TIMB also indicated that the number of farmers registering for the first time to grow tobacco had gone down by 80 percent from 36 117 farmers in 2018 to the current 7 355 in a development the board’s chief executive officer, Dr Matibiri attributed to difficulties in mobilising resources to venture into tobacco that farmers are facing, while other reasons also include shortages or even lack of water for establishing seedbeds in time.

Additionally, a total of 135 998 hectares has since been put under tobacco countrywide down from last year’s 42 010 hectares during the same period, which on the surface could be blamed on depleted water resources and electricity outages, yet most farmers that talked to this publication cited the marketing hassles and the poor prices as the biggest problem.

This time around a total of 12 733ha has been committed to the irrigated tobacco countrywide, while last year a total of 16 345ha had been put under irrigated tobacco, which marks a yawning gap that should also get stakeholders pondering on their next move to revive the waning interest by farmers.
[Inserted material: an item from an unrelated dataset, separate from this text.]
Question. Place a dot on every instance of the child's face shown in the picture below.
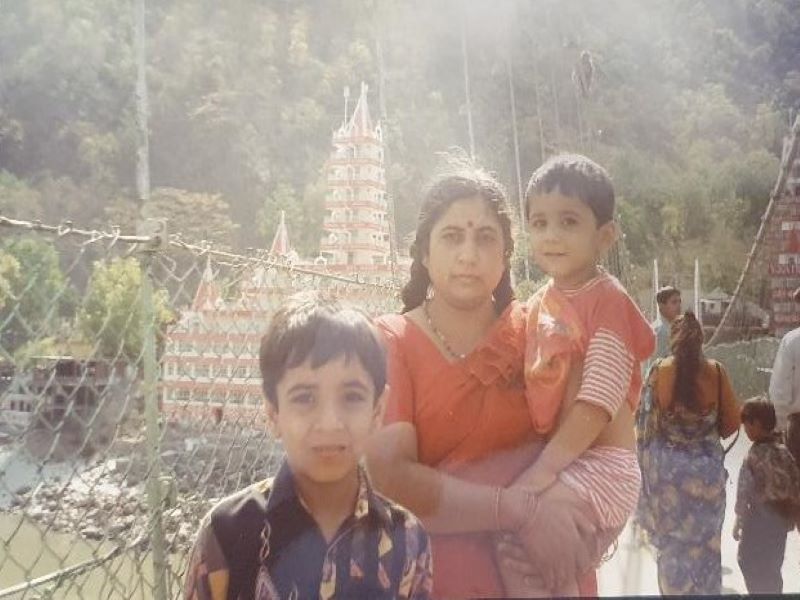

The dryland crop has also not been spared with a total of 23 365ha being planted to date, while last year a total of 25 665ha had been planted during the corresponding period.

For now, the only thing to bring grins to the faces of stakeholders is the revenue generated from exports in the 2019 season, which have eclipsed that of 2018. Tobacco exports to the Far East have hit 80 212 tonnes for the 2019 marketing season compared to 63 992 tonnes in the 2018 marketing season. 

It is also refreshing to note that markets from the African continent are also absorbing quite a chunk of Zimbabwe’s tobacco after having accounted for 43 487 tonnes by November 28, 2019, although last year’s figure was higher at 62 792 tonnes.